Immer nur vorwärts, aufwärts, himmelwärts – der gemeine Haushaltsplan nimmt die vermeintlichen Tendenzen im jeweils kommenden Jahr vorweg.

Bei unserem Enzkreis gibt es finanziell, zumindest bisher, fast jedesmal eine Punktlandung. Die Vergangenheit wird mit der Verabschiedung des Jahresabschlusses mehr oder minder ad acta gelegt. Bei allen Risiken und Unsicherheiten liegt der Blick in die Zukunft, somit in der Natur der Sache. Doch wagen Sie mit mir heute eine Retrospektive – also der Versuch, aus der Vergangenheit zu lernen. Analysieren Sie mit mir auch als Beitrag zu 50 Jahre Enzkreis - ich verspreche Ihnen, wir werden in der Jetzt-Zeit enden. Kreispolitische Retro-Klassik. Oder: im Jubiläumsjahr darf es auch mal eine andere Haushaltsbetrachtung sein. Zum Beispiel diese.

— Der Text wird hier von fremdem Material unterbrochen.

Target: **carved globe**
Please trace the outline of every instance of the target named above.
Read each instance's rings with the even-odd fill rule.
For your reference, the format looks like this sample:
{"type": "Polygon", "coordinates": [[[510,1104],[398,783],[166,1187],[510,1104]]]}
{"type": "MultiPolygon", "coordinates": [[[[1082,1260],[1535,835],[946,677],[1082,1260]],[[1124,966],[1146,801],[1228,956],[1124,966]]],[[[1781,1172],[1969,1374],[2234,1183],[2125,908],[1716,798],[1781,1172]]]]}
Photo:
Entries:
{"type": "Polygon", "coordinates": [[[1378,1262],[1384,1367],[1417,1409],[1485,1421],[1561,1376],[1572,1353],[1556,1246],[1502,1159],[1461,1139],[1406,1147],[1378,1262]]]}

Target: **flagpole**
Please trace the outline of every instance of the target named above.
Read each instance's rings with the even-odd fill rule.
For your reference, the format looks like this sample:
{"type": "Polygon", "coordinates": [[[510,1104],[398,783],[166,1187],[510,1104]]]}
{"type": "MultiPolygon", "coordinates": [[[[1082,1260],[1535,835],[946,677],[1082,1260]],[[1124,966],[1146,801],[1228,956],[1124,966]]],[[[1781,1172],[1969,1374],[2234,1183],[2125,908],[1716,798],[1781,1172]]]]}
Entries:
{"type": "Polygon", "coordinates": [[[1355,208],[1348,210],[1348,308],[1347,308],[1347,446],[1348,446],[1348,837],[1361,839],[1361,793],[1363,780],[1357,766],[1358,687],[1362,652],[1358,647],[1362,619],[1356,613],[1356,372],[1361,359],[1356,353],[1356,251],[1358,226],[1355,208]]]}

Dr. Heinz Reichert, erster Landrat des Enzkreises

Oldtimer stehen für sich – und für ein ganz besonderes Lebensgefühl. Oldtimer, die mit aller Ruhe verfolgen, wie eine ganze Heerschar von Bürgervertretern, jedes Jahr aufs Neue die Freiwilligkeitsleistungen stutzen will:  just jene, die sie selbst beschlossen hatten. Zurecht, wie sie erkennen können, denn sonst wäre es ein leichtes, sie geschmeidig fallen zu sehen. Nein, sie überleben zumeist die Operation Rotstift, weil sie einst mit Bedacht und wohl überlegt – und das sollten wir uns als Pluspunkt anrechnen – ins Schaufenster Enzkreis gestellt wurden, um es bunter und noch schöner zu machen.  Dass dies Geld kostet, kann als bekannt vorausgesetzt werden. Nach Lessing ist das Vergnügen ebenso nötig wie die Arbeit.

Was sind Freiwilligkeitsleistungen, wie freiwillig sind wir unterwegs? Auf meine Fragen in der Etatvorberatung im Jugendhilfeausschuss, wo wir als Kreistag Spielräume haben, stellte die Verwaltung in der Runde 3 – also im Sozial- und Kulturausschuss - auch optisch dar, wo solche bestehen. Doch rasch zeigte sich, dass nicht wenige nur theoretischer Natur sind.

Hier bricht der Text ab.